VERBANIA - Botta e risposta tra Forza Italia e Movimento 5Stelle sull'esito referendario della fusione Verbania-Cossogno. All'indomani del voto i pentastellati, che sostenevano le ragioni del sì pur prendendo le distanze dalle modalità "calate dell'altro" con cui si era arrivati al referendum, attaccavano quelle forze politiche (Forza Itala e centrodestra) che invitando all'astensione, facevano loro la voittoria «[...] come altri che ora, con lo stile della vecchia politica ipocrita ed opportunista, esternano dichiarazioni trionfali».
Da qui la replica del coordinamento cittadino di F.I: «Eppure è strano - si legge nel comunicato - perché il loro capogruppo in consiglio comunale a Verbania Roberto Campana (vedi allegato) aveva dichiarato di sostenere il sì, dichiarazione che non è un’invenzione dei giornalisti. Non sarà forse più ipocrita e opportunista dichiarare una cosa e poi far finta di aver detto tutt’altro? Ma del resto la coerenza non è mai stata propria dei grillini. Lo sappiamo bene noi di Forza Italia: la settimana prima Berlusconi era «il male assoluto», quella dopo «non ci sono veti» su di lui.

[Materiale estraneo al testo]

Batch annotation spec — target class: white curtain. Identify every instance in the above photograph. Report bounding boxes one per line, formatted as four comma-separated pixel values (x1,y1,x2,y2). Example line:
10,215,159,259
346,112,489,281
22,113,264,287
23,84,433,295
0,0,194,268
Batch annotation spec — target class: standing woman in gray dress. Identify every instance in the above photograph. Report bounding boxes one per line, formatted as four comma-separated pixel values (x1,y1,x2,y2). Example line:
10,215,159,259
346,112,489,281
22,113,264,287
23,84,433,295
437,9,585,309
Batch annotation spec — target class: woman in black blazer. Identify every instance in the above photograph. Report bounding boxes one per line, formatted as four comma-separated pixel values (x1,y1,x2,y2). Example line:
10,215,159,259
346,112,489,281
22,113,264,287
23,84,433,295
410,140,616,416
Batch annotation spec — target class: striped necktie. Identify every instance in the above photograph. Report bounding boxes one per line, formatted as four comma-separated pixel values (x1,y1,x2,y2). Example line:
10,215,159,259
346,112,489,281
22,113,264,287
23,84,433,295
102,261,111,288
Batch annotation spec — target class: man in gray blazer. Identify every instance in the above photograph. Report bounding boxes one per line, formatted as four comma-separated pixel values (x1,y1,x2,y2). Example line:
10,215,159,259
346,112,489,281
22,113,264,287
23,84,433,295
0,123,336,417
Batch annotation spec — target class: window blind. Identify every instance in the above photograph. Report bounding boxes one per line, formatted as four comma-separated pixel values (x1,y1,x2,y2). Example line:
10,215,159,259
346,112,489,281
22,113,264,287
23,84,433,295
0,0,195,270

Dire che la gente non sapeva del referendum sulla fusione è semplicemente ridicolo: quello del 2016 sul forno crematorio, con zero pubblicità da parte del Comune, senza manifesti, spot, auto col megafono e sms inviati sul cellulare dei verbanesi, vide una partecipazione del 30%, contro il 12% dell’altro ieri. Cari 5 stelle, mettetevi l’animo in pace: può darsi, come sostenete, che i verbanesi non sappiano «chi sono gli esponenti di destra della città». Però li seguono e li votano. Cosa che non si può dire di voi
».
Ma i 5Stelle non ci stanno, e rispondono, non mancando di far notare d'essere il primo partito in città: «Capiamo che Forza Italia (Forza Italia chi? Cristina o Immovilli?) si senta già  in campagna elettorale, ma riteniamo disdicevole veder travisare la realtà  di quanto da noi scritto. Invitiamo gli esponenti di Forza Italia, quali non sappiamo, a rileggersi il nostro comunicato dove punto per punto abbiamo spiegato ai cittadini la realtà  delle cose entrando nel merito e valutando cosa fosse più opportuno o meno votare. Non abbiamo mai rinnegato quanto per Verbania fosse più "vantaggioso" un SI a fronte di un NO, un NO delle destre meramente politico e per attriti personali col Sindaco. Ciò non toglie che abbiamo spiegato benissimo come questo referendum fosse stato calato dall'alto e non condiviso, cosa che non avrebbe fatto raggiungere il quorum. Infine, in merito al forno crematorio, ci spiace apprendere che lor signori non si sono accorti di nulla, dimenticano di dire che si è svolto in concomitanza a quello nazionale delle trivelle, non hanno visto le migliaia di volantini contro l'esternalizzazione (autofinanziati dal comitato spontaneo),la campagna informativa, il video on line, le interviste. Cara Forza Italia, sappiate che c'era anche l'auto col megafono e sms inviati sul cellulare dei verbanesi. Ma si sa... lo stile Berlusconiano si dissocia dalla realtà  pur di attirare voti facili, ma la gente non è stupida e agli incantatori di serpenti non crede più.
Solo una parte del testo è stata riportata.